EVD - Are we worried?
So China has tried to steal the lime lite of HD DVD and Blu-Ray by reintroducing the previously failed EVD specification. So what do we know from the press release and rumors?
- Some 20 manufacturers will be making 54 players by 2008
- Uses a red laser (like HD DVD)
- Uses a new codec that is supposedly as or more efficient than MPEG4 (haven’t heard a comparison to VC-1)
What we don’t know.
- How many U.S. will sign on (so far zero)
- How much capacity (assuming if similar to HD DVD ~25-30Gig)?
- What audio codecs will it support?
- Will these devices use HDMI/HDCP?
- Will EVD support new audio formats (DTS-HD, DD+)? I don’t think so.

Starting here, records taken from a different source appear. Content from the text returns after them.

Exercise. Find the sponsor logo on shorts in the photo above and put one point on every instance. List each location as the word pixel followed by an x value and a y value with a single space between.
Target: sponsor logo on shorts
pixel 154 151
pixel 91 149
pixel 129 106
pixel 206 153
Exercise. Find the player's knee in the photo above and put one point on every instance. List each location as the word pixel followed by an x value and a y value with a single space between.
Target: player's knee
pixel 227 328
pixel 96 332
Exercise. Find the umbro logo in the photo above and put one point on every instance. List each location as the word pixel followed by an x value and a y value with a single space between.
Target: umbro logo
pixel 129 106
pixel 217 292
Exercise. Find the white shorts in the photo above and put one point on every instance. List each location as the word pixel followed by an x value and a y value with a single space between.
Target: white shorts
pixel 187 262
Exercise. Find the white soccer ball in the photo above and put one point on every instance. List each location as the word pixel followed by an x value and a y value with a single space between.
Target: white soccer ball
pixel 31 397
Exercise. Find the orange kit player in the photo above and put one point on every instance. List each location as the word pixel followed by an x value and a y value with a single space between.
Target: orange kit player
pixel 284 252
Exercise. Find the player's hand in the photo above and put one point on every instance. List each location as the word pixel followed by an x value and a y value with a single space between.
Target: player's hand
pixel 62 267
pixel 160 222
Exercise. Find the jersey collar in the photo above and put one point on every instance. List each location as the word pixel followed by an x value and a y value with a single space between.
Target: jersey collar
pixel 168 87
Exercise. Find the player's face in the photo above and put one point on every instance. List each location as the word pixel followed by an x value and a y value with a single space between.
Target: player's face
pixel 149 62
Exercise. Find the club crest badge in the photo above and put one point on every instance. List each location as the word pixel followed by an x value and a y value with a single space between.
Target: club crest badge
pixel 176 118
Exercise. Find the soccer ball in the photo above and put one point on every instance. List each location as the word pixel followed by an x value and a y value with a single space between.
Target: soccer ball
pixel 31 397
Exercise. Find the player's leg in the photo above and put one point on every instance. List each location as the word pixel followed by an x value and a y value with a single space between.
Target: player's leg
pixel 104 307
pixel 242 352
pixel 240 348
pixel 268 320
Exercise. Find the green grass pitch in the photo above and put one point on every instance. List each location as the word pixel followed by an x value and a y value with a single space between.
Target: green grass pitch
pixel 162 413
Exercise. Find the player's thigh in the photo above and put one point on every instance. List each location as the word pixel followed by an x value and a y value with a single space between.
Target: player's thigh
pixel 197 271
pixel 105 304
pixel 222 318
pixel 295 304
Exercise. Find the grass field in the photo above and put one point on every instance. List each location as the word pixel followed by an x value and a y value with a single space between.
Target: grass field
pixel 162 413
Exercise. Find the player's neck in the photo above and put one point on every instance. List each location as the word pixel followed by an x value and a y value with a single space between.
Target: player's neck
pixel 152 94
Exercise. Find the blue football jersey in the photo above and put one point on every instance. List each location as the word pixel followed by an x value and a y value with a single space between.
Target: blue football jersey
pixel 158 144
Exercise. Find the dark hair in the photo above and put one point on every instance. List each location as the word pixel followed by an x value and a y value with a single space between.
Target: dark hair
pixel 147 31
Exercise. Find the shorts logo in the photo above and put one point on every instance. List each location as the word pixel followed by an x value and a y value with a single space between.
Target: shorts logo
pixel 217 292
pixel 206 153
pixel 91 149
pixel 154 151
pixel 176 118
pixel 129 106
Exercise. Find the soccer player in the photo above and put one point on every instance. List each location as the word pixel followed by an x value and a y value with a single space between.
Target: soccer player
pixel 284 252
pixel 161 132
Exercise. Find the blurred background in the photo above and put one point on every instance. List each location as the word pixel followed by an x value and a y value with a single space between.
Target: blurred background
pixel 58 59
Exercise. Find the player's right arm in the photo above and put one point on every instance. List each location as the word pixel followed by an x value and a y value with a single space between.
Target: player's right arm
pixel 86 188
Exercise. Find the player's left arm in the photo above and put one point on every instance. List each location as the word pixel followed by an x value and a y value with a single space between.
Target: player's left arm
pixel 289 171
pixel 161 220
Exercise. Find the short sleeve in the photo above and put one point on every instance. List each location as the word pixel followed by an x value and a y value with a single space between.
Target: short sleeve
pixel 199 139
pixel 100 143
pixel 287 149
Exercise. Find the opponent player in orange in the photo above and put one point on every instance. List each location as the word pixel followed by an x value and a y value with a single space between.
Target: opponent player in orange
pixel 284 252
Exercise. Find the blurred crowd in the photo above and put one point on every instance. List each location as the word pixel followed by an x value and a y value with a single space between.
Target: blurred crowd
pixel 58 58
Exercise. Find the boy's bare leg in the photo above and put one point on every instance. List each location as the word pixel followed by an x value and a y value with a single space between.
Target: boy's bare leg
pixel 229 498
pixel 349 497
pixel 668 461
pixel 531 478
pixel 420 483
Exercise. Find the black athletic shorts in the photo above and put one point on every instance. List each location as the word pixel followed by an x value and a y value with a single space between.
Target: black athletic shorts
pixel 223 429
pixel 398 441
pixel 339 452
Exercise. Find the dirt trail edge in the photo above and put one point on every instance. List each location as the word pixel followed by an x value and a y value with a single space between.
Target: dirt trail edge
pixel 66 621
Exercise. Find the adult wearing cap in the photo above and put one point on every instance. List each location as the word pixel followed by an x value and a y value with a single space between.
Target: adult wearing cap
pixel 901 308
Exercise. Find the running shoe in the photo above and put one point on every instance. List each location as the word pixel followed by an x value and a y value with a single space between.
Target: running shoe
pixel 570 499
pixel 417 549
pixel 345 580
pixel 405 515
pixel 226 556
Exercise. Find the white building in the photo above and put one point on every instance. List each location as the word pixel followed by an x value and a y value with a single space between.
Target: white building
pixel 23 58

This is a scam. These players are for China only. There is no US content on board. No codec support. This is a chinese player to play chinese content. This may work well in China and maybe around asia. That may not be a bad thing with 3 billion of the worlds 5 billion people concentrated right in the asian area.
So what does this mean to you and me?
Nothing. Now go watch a Blu-ray movie.
Check out our new sister blog on Home Theater, HTBlog.net





December 12th, 2006 at 1:38 am
HD DVD doesn’t use a red laser, it uses a blue laser just like blu-ray. EVD’s technology has nothing to do with hd dvd. It could potentially be relevant to people here in North america because hd dvd and blu-ray will want to become worldwide products, just like dvd, at some point. If there are completely different formats in every region, that cuts down even more on their potential impact, ability to ramp up production and drop in price, etc.
December 12th, 2006 at 4:34 pm
Actually you are incorrect. It does use a red laser.
EVD does have the same limitation that HD DVD has which is the wavelength of a red laser hence the reason that there is a lower ceiling to how much data can be put on the disk.
December 13th, 2006 at 6:46 am
Mole you are wrong. Both HD DVD and Blueray use blue laser. Bluray has a larger numerical apeture and moves the data layer closer to the laser which results in higher bitrates and capacity.
DVD is red laser so likely EVD will not have much more capacity than DVD.
Try doing some research before posting an article next time:
http://en.wikipedia.org/wiki/HD_DVD
“The HD DVD disc is designed to be the successor to the DVD format and can store roughly 3-4 times the amount of data as its predecessor. This was achieved by using a 405 nm blue-violet laser which allows more information to be stored digitally in the same amount of physical space. The additional capacity of HD DVD means the discs are more suited to high-definition video than standard DVDs. In comparison to its main competitor, Blu-ray Disc, which also uses a blue laser, HD DVD has less information capacity per layer (15 gigabytes instead of 25). HD DVD shares the same basic disc structure as a standard DVD: back-to-back bonding of two 0.6 mm thick, 120 mm diameter substrates. The 30 GB dual-layer HD DVDs have been used on nearly every movie released in this format.”
December 13th, 2006 at 5:08 pm
Either way, there is no competition. China does not enforce copyright… you cannot compete with free.
December 13th, 2006 at 7:56 pm
read the wikipedia article linked above or other articles around the net focused on the delopment of blue lasers, nichia, sony, toshiba and the dvd forum. both formats use blue lasers, just at different frequencies. There is no “limitation” shared by EVD and HD DVD because they’re entirely unrelated.
January 1st, 2007 at 9:26 am
here is an update from an article by eetimes on the codec called avs format. it doesn’t say much though in terms of quality or what audio capabilities.
http://www.eetimes.com/news/design/showArticle.jhtml;jsessionid=DUBOZZNKAZXGIQSNDLQCKHSCJUNN2JVN?articleID=180204086
http://www.cdrinfo.com/Sections/News/Details.aspx?NewsId=15055
January 4th, 2007 at 7:01 pm
I am a dummy, and I will research what I write from now on.